Methods: Data on all 451 SAMMPRIS patients receiving AMM were used to determine risk factor control in Blacks vs. Others. SBP, LDL, and exercise were recorded throughout the trial, averaged (from baseline until primary endpoint), and dichotomized as in/out of target. Chi-square and t-tests were used to compare risk factor control in Blacks vs. Others. For outcome analyses, data from 227 patients randomized to AMM only were used. Time to event curves for the primary endpoint were compared between Blacks vs. Others using the log-rank test and hazard ratios were calculated with Cox proportional hazards regression.

Results: There were no differences between the percentage of Blacks (n=104) vs.

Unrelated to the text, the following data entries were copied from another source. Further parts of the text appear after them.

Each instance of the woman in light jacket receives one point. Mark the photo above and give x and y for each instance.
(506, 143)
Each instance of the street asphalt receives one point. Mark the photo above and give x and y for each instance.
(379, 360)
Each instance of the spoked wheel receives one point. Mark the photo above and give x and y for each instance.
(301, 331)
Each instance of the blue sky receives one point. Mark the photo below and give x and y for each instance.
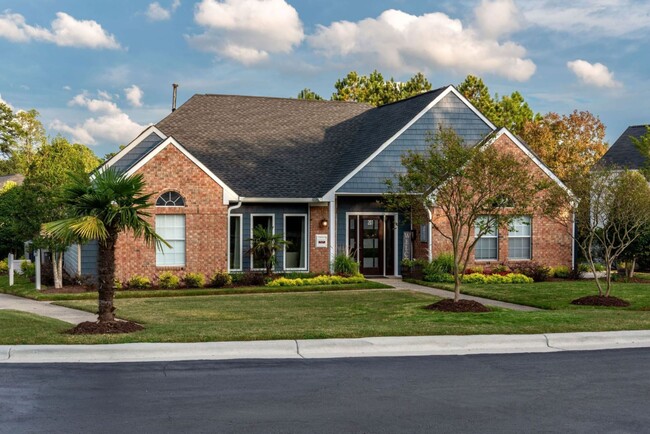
(99, 71)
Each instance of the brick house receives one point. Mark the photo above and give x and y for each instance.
(313, 171)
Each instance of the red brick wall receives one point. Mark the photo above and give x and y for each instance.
(551, 244)
(206, 225)
(318, 257)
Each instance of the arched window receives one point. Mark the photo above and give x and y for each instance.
(170, 198)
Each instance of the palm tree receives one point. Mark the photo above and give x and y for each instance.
(264, 246)
(102, 206)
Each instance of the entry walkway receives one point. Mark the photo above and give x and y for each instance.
(72, 316)
(400, 284)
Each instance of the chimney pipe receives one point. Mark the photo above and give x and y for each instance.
(174, 88)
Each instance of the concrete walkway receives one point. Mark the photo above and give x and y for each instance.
(72, 316)
(400, 284)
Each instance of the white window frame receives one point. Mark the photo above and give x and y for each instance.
(487, 236)
(305, 242)
(252, 264)
(529, 237)
(241, 242)
(184, 264)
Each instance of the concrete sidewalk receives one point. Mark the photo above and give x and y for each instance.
(325, 348)
(72, 316)
(398, 283)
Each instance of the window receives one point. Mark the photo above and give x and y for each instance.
(171, 198)
(171, 227)
(519, 239)
(266, 221)
(487, 247)
(235, 238)
(295, 231)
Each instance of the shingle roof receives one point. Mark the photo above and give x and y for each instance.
(623, 152)
(275, 147)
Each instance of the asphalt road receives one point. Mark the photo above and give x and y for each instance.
(581, 392)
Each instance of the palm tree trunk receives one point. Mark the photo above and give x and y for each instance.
(106, 277)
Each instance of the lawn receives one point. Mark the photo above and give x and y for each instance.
(23, 288)
(310, 315)
(554, 295)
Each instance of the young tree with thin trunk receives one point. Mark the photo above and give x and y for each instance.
(469, 189)
(103, 206)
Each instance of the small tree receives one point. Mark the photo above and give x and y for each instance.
(264, 246)
(469, 189)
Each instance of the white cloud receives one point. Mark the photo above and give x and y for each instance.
(134, 95)
(597, 17)
(110, 125)
(402, 42)
(593, 74)
(497, 17)
(66, 31)
(247, 31)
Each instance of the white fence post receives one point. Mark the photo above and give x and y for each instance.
(11, 269)
(38, 269)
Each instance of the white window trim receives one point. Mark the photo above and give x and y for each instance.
(529, 237)
(251, 234)
(495, 236)
(241, 242)
(184, 240)
(305, 243)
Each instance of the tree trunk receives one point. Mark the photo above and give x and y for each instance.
(106, 277)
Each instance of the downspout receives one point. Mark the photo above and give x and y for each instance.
(230, 208)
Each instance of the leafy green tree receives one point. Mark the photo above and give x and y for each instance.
(102, 207)
(265, 245)
(307, 93)
(376, 90)
(468, 189)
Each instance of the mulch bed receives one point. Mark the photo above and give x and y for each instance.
(108, 327)
(449, 305)
(596, 300)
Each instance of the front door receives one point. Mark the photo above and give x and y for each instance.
(371, 245)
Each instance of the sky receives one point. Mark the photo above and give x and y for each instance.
(100, 71)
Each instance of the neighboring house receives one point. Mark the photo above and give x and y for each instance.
(313, 171)
(624, 153)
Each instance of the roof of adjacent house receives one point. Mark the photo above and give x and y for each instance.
(623, 152)
(282, 148)
(17, 178)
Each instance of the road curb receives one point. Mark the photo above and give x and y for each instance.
(325, 348)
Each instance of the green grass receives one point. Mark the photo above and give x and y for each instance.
(24, 288)
(556, 295)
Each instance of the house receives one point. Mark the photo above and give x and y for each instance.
(313, 171)
(623, 152)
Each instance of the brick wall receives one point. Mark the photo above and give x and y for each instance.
(206, 226)
(318, 257)
(550, 244)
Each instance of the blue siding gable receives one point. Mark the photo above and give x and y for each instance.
(450, 112)
(136, 154)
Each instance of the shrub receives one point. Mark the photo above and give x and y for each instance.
(221, 279)
(139, 282)
(167, 280)
(345, 265)
(539, 273)
(194, 280)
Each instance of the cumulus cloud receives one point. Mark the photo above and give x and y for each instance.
(598, 17)
(247, 31)
(134, 95)
(110, 123)
(155, 12)
(593, 74)
(66, 31)
(404, 42)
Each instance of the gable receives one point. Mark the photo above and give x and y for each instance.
(449, 112)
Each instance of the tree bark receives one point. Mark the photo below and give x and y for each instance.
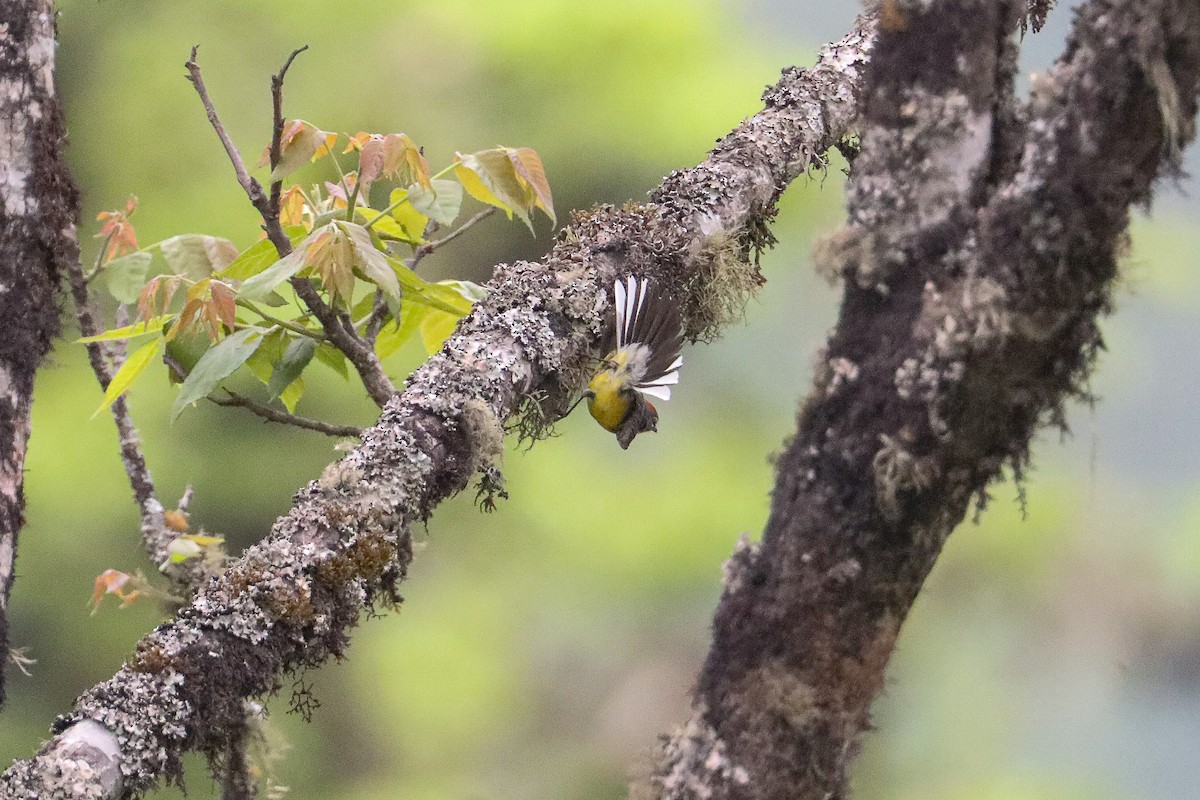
(982, 248)
(39, 210)
(523, 354)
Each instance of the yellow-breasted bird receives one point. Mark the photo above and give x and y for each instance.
(645, 361)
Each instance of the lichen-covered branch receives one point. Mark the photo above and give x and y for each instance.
(523, 352)
(39, 209)
(981, 250)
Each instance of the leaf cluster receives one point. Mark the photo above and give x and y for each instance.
(209, 308)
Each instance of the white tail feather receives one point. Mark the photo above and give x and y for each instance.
(661, 392)
(618, 292)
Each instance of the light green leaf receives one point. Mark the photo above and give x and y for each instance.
(259, 287)
(436, 328)
(217, 364)
(334, 359)
(394, 336)
(371, 262)
(417, 289)
(385, 226)
(153, 325)
(185, 350)
(125, 276)
(409, 218)
(301, 143)
(490, 176)
(125, 377)
(197, 256)
(442, 203)
(258, 256)
(292, 395)
(295, 359)
(268, 354)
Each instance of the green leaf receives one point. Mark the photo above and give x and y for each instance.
(371, 262)
(490, 176)
(394, 336)
(436, 329)
(186, 350)
(125, 276)
(334, 359)
(409, 218)
(417, 289)
(197, 256)
(262, 286)
(292, 395)
(132, 367)
(258, 256)
(221, 360)
(153, 325)
(268, 354)
(385, 226)
(442, 203)
(295, 359)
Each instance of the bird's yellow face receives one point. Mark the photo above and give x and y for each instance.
(609, 394)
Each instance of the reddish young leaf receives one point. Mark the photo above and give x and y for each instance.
(150, 302)
(117, 228)
(301, 142)
(531, 172)
(330, 256)
(403, 160)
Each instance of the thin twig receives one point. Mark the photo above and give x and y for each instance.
(429, 247)
(360, 354)
(277, 133)
(283, 417)
(154, 531)
(376, 318)
(252, 187)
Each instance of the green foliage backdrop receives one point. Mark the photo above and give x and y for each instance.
(543, 648)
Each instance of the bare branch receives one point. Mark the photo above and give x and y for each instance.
(273, 216)
(288, 602)
(430, 247)
(977, 260)
(283, 417)
(364, 359)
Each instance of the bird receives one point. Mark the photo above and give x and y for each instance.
(645, 361)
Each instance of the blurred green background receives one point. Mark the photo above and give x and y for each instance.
(541, 649)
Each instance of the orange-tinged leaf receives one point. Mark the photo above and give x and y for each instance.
(223, 304)
(531, 172)
(129, 372)
(489, 175)
(371, 263)
(359, 139)
(301, 143)
(403, 160)
(371, 158)
(109, 582)
(153, 325)
(117, 228)
(197, 256)
(292, 206)
(330, 256)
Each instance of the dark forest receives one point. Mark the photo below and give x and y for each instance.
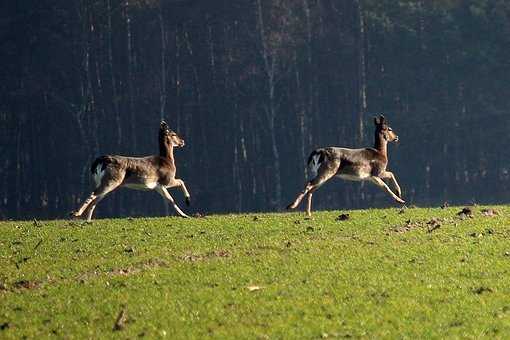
(252, 86)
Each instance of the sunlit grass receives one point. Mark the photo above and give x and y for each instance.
(385, 273)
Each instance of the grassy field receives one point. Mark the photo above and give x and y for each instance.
(388, 273)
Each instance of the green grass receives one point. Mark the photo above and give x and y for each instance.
(375, 275)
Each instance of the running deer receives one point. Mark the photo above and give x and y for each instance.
(368, 164)
(140, 173)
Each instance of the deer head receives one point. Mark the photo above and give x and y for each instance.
(169, 137)
(382, 129)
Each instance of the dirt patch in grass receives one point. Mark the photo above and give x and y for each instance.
(202, 257)
(428, 225)
(126, 271)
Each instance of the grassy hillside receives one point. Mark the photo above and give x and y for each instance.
(376, 273)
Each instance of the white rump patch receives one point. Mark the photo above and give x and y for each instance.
(362, 176)
(141, 186)
(315, 164)
(98, 174)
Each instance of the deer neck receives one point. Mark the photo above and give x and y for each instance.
(381, 145)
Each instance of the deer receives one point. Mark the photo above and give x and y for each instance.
(155, 172)
(367, 164)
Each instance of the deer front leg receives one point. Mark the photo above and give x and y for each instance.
(391, 176)
(380, 183)
(325, 173)
(180, 183)
(84, 206)
(166, 195)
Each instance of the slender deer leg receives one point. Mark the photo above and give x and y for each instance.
(380, 183)
(163, 192)
(180, 183)
(99, 195)
(84, 206)
(391, 176)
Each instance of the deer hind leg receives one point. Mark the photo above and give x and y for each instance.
(380, 183)
(166, 195)
(391, 176)
(180, 183)
(325, 172)
(100, 194)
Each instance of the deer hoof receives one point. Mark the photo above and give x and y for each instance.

Others (n=347) that were in-target for SBP (57.1% vs 62.3%, p=0.36), LDL (40.4% vs 48.5%, p=0.14), or exercise (40.4% vs 43.2%, p=0.61) and no difference in mean SBP (135.2 vs 133.3 mm Hg, p=0.19), LDL (80.7 vs 76.3 mg/dL, p=0.19), or PACE exercise score (3.6 vs 3.8, p=0.27). There was a numerically higher primary endpoint rate among Blacks, but no statistically significant difference in outcome (Figure). However, power to detect a HR of 1.5 for Black race (the HR for the primary endpoint in WASID) was only 20%.

Conclusions: Control of SBP and LDL, and exercise, which were highly associated with a good outcome in SAMMPRIS, were not different between Blacks and other races. However, the study lacked sufficient power to detect a difference in outcome between blacks and other races and therefore we cannot conclude that reducing racial disparities in risk factor control will lead to reducing disparities in outcome.